Checkpoints work in script-based execution only, not in the Python REPL or Jupyter notebooks.

Delta Updates

delta=True processes only new and changed files:

import datachain as dc

chain = (
    dc.read_storage(
        "s3://bucket/data/",
        update=True,
        delta=True,
        delta_on="file.path",
        delta_compare="file.mtime",
    )
    .map(result=process_file)
    .save("processed_data")
)

The resulting dataset is always complete, containing both previously processed and newly processed records.

The Error Field Pattern

Standard approach for production queries that auto-retry failures:

import datachain as dc

def process_file(file):
    try:
        content = file.read_text()
        result = analyze_content(content)
        return {"content": content, "result": result, "error": ""}
    except Exception as e:
        return {"content": "", "result": "", "error": str(e)}

chain = (
    dc.read_storage(
        "s3://bucket/data/",
        delta=True,
        delta_on="file.path",
        delta_retry="error",
    )
    .map(result=process_file)
    .save("processed_files")
)

On each run, DataChain processes newly added files (delta) and re-processes previously failed records (retry).
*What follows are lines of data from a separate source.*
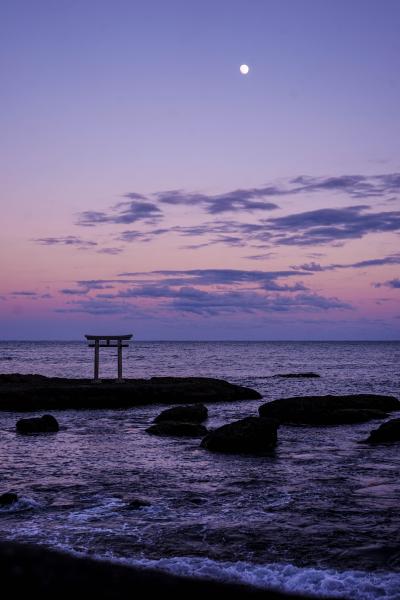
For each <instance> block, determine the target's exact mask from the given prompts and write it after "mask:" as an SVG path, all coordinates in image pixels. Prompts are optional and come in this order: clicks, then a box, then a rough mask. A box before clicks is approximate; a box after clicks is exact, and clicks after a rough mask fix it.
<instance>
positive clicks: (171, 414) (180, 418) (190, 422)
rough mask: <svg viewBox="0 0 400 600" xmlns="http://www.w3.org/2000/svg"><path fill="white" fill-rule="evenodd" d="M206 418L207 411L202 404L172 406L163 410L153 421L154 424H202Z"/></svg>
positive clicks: (207, 411)
mask: <svg viewBox="0 0 400 600" xmlns="http://www.w3.org/2000/svg"><path fill="white" fill-rule="evenodd" d="M207 417H208V410H207V407H206V406H204V404H192V405H191V406H174V407H172V408H167V409H166V410H163V411H162V412H161V413H160V414H159V415H158V416H157V417H156V418H155V419H154V423H161V422H162V421H183V422H185V423H202V422H203V421H205V420H206V419H207Z"/></svg>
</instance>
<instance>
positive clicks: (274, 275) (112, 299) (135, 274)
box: [58, 269, 352, 317]
mask: <svg viewBox="0 0 400 600" xmlns="http://www.w3.org/2000/svg"><path fill="white" fill-rule="evenodd" d="M300 274H302V275H311V274H310V273H306V272H304V273H299V272H295V271H258V270H255V271H245V270H239V269H191V270H183V271H178V270H163V271H153V272H151V273H147V274H144V273H140V272H133V273H122V274H121V285H119V286H118V285H117V284H116V283H114V284H113V285H114V289H113V291H112V292H111V293H105V294H104V293H100V294H97V291H96V290H97V289H98V288H99V287H100V286H103V287H106V286H108V285H109V284H108V283H106V281H107V280H93V281H95V282H96V285H95V287H94V288H92V290H90V291H92V292H93V293H95V296H93V297H90V298H85V299H84V300H78V299H77V300H74V301H72V302H70V303H69V304H68V306H66V307H63V308H60V309H58V311H61V312H87V313H88V314H110V315H112V314H130V312H131V311H133V313H134V312H135V311H136V310H142V311H146V310H147V312H149V313H151V314H157V313H160V314H161V313H163V312H164V313H165V311H168V313H170V312H171V311H172V312H173V313H175V314H178V315H179V314H180V315H185V314H192V315H197V316H199V317H204V316H219V315H229V314H240V313H242V314H251V313H259V314H265V313H274V312H275V313H276V312H284V313H287V312H290V311H295V312H311V311H326V310H350V309H352V306H351V305H350V304H348V303H347V302H343V301H341V300H340V299H338V298H335V297H324V296H322V295H320V294H316V293H313V292H312V291H310V290H309V289H308V288H307V287H306V286H305V285H304V284H303V283H302V282H299V281H297V282H294V283H293V284H292V283H290V284H289V283H285V279H286V278H293V277H296V276H297V277H298V276H299V275H300ZM122 278H123V279H122ZM146 280H147V281H146ZM77 283H78V288H77V289H78V293H77V295H78V296H79V295H83V293H84V292H83V290H87V287H85V285H84V284H85V282H77ZM81 289H82V292H81V291H79V290H81ZM70 291H73V290H69V289H68V288H67V289H65V290H62V292H63V293H66V294H69V293H70ZM86 293H89V290H88V291H87V292H86ZM149 303H150V304H149Z"/></svg>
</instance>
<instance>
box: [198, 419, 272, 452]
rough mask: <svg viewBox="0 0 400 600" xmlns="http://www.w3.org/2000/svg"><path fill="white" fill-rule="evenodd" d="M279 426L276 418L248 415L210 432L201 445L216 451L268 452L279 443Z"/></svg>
mask: <svg viewBox="0 0 400 600" xmlns="http://www.w3.org/2000/svg"><path fill="white" fill-rule="evenodd" d="M278 427H279V423H278V422H277V421H276V420H274V419H264V418H261V417H247V418H245V419H241V420H240V421H235V422H233V423H228V424H227V425H223V426H222V427H219V428H218V429H215V430H214V431H212V432H210V433H209V434H208V435H207V436H206V437H205V438H204V439H203V440H202V442H201V447H202V448H206V449H207V450H212V451H214V452H227V453H233V454H256V455H263V454H267V453H269V452H271V450H272V449H273V448H274V447H275V446H276V444H277V429H278Z"/></svg>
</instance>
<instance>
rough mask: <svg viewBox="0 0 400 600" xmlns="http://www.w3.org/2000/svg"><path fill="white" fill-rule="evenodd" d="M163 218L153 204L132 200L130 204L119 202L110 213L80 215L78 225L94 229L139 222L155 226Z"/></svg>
mask: <svg viewBox="0 0 400 600" xmlns="http://www.w3.org/2000/svg"><path fill="white" fill-rule="evenodd" d="M162 216H163V213H162V211H161V210H160V208H158V206H156V204H154V203H153V202H147V201H141V200H132V201H130V202H118V203H117V204H115V205H114V206H113V207H112V208H111V209H110V211H109V212H108V213H107V212H103V211H96V210H87V211H84V212H82V213H80V214H79V216H78V221H77V225H84V226H85V227H93V226H94V225H100V224H104V223H114V224H117V225H120V224H123V225H127V224H129V223H137V222H139V221H141V222H143V223H148V224H151V225H153V224H155V223H156V222H157V221H159V220H160V219H161V218H162Z"/></svg>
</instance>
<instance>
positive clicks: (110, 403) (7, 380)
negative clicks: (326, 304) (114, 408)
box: [0, 373, 262, 412]
mask: <svg viewBox="0 0 400 600" xmlns="http://www.w3.org/2000/svg"><path fill="white" fill-rule="evenodd" d="M261 397H262V396H261V394H259V393H258V392H257V391H255V390H253V389H251V388H247V387H243V386H240V385H234V384H232V383H229V382H227V381H224V380H222V379H212V378H206V377H152V378H151V379H125V380H123V381H117V380H112V379H108V380H107V379H103V380H101V381H99V382H93V381H92V380H91V379H64V378H59V377H44V376H43V375H20V374H19V373H14V374H10V375H1V374H0V411H1V410H7V411H10V410H11V411H17V412H29V411H36V410H44V409H45V410H62V409H75V410H76V409H104V408H128V407H132V406H140V405H144V404H190V403H195V402H203V403H209V402H234V401H236V400H257V399H259V398H261Z"/></svg>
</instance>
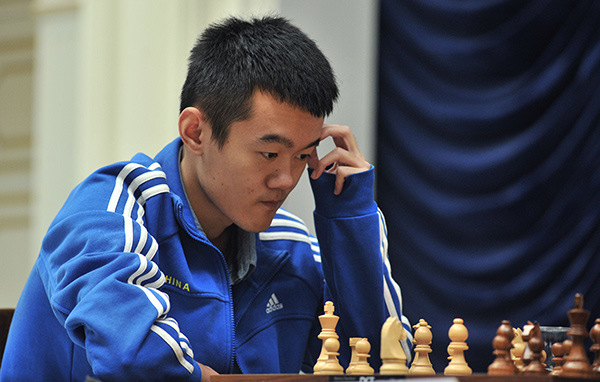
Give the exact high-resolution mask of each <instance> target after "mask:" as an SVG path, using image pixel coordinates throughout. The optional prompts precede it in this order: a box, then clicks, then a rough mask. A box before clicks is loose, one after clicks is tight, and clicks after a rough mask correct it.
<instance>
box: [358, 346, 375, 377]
mask: <svg viewBox="0 0 600 382" xmlns="http://www.w3.org/2000/svg"><path fill="white" fill-rule="evenodd" d="M370 351H371V344H370V343H369V340H367V339H366V338H361V339H360V340H358V341H357V342H356V358H357V360H356V364H355V365H354V368H353V369H352V374H358V375H371V374H373V373H375V370H373V368H372V367H371V365H369V361H367V358H369V357H370V355H369V352H370Z"/></svg>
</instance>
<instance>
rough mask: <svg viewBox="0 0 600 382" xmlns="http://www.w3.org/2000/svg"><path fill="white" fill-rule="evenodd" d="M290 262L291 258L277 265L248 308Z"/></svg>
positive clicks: (257, 291)
mask: <svg viewBox="0 0 600 382" xmlns="http://www.w3.org/2000/svg"><path fill="white" fill-rule="evenodd" d="M257 240H259V239H258V238H257ZM288 260H289V256H288V257H286V258H285V259H283V260H282V261H281V262H280V263H279V264H278V265H277V267H276V268H275V269H274V270H273V272H272V273H271V274H270V275H269V277H268V278H267V279H266V280H265V282H264V283H262V285H261V287H260V288H259V289H258V290H257V291H256V293H255V294H254V296H252V299H251V300H250V303H249V304H248V306H251V305H252V304H253V303H254V300H256V298H257V297H258V295H259V294H261V293H262V291H263V290H264V289H265V288H266V287H267V285H269V283H270V282H271V280H273V279H274V278H275V275H277V274H278V273H279V271H280V270H281V268H283V266H284V265H285V264H286V263H287V262H288ZM246 311H248V309H246ZM244 314H245V313H244ZM242 317H243V316H242ZM242 317H240V320H241V319H242Z"/></svg>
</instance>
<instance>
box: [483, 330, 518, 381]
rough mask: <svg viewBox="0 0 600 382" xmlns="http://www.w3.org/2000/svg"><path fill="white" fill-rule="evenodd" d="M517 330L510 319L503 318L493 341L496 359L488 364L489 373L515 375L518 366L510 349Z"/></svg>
mask: <svg viewBox="0 0 600 382" xmlns="http://www.w3.org/2000/svg"><path fill="white" fill-rule="evenodd" d="M514 335H515V332H514V329H513V327H512V326H511V324H510V321H508V320H503V321H502V324H501V325H500V326H499V327H498V330H497V331H496V337H494V340H493V341H492V345H493V346H494V354H495V355H496V359H495V360H494V362H492V363H491V364H490V365H489V366H488V374H489V375H514V374H516V373H517V368H516V367H515V365H514V364H513V362H512V360H511V358H510V349H511V348H512V340H513V338H514Z"/></svg>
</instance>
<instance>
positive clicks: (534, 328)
mask: <svg viewBox="0 0 600 382" xmlns="http://www.w3.org/2000/svg"><path fill="white" fill-rule="evenodd" d="M523 340H524V341H527V346H528V348H529V350H530V351H531V359H530V361H529V363H528V364H527V365H526V366H524V367H523V369H521V373H523V374H535V375H545V374H548V371H547V370H546V367H545V365H544V364H543V363H542V357H543V354H542V352H543V350H544V340H543V339H542V331H541V330H540V325H539V324H538V323H537V322H536V323H535V324H532V323H531V322H528V323H527V325H525V327H524V329H523Z"/></svg>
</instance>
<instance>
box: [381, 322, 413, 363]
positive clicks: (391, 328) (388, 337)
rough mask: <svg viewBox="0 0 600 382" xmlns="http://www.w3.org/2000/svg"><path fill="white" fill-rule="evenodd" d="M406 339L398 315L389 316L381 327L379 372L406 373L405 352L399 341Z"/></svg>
mask: <svg viewBox="0 0 600 382" xmlns="http://www.w3.org/2000/svg"><path fill="white" fill-rule="evenodd" d="M404 340H406V330H404V327H403V326H402V322H400V320H399V319H398V317H389V318H388V319H387V320H386V321H385V322H384V324H383V326H382V327H381V353H380V355H381V367H380V368H379V374H383V375H403V374H408V367H407V366H406V354H405V353H404V349H402V345H401V344H400V341H404Z"/></svg>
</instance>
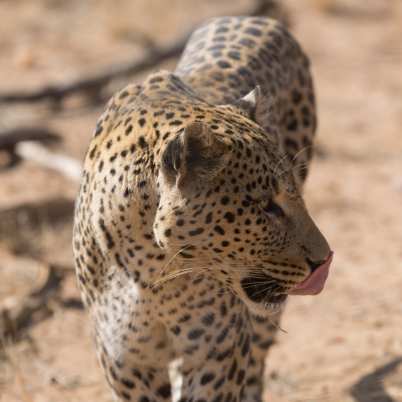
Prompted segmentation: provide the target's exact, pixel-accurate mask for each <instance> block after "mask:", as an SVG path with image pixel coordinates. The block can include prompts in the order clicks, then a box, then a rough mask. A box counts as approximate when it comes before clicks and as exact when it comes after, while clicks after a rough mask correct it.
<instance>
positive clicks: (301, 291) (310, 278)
mask: <svg viewBox="0 0 402 402" xmlns="http://www.w3.org/2000/svg"><path fill="white" fill-rule="evenodd" d="M333 254H334V253H333V252H332V251H331V254H330V255H329V256H328V258H327V261H325V262H324V264H322V265H320V266H319V267H318V268H317V269H316V270H315V271H314V272H313V273H312V274H311V275H310V276H309V277H308V278H306V279H305V280H304V281H303V282H302V283H299V284H298V285H296V286H295V287H294V288H293V289H292V290H291V291H290V292H289V294H290V295H318V293H320V292H321V291H322V290H323V289H324V285H325V281H326V280H327V277H328V274H329V266H330V265H331V261H332V256H333Z"/></svg>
Transient failures resolve automatically.

Bucket Listing Cache

Storage listings are cached as datasets. Scanning a GCS bucket of 1M files takes minutes once, then queries resolve instantly.

Vectorized Operations

Data-engine operations (filter, group_by, order_by, mutate, aggregate) run as SQL inside the Query Engine at warehouse speed. The entire function library runs natively without Python.

Dataset Reuse

The most powerful optimization: starting from previously computed results. When a query consumes read_dataset("embeddings") instead of recomputing from raw files, it skips all upstream work. This is why save() is the default terminal operation.

Optimization Summary

Layer What it eliminates How to enable
Data stays in storage Unnecessary file copies Automatic (File abstraction)
Bucket listing cache Redundant storage scans Automatic
Async prefetch I/O idle time settings(prefetch=N)
File cache Redundant downloads settings(cache=True)
Checkpoints Wasted computation on failure Automatic (scripts only)
Delta updates Reprocessing unchanged data delta=True on read
Parallel compute Sequential bottleneck settings(parallel=N)
Distributed compute Single-machine ceiling settings(workers=K) (Studio)
Vectorized ops Python overhead for SQL-expressible work Use data-engine operations
Dataset reuse Recomputing upstream work save() + read_dataset()

Complete Example: Delta Processing for Growing Datasets

Process only new and changed files on each run. The resulting dataset is always complete:

import datachain as dc

chain = (
    dc.read_storage(
        "s3://bucket/incoming/",
        update=True,
        delta=True,
        delta_on="file.path",
    )
    .settings(parallel=8)
    .map(result=process_file)
    .save("processed_incoming")
)

Each run adds new files to the dataset while preserving all previously processed results. Combined with checkpoints, this means a query can handle both growing data and mid-run failures without any special logic.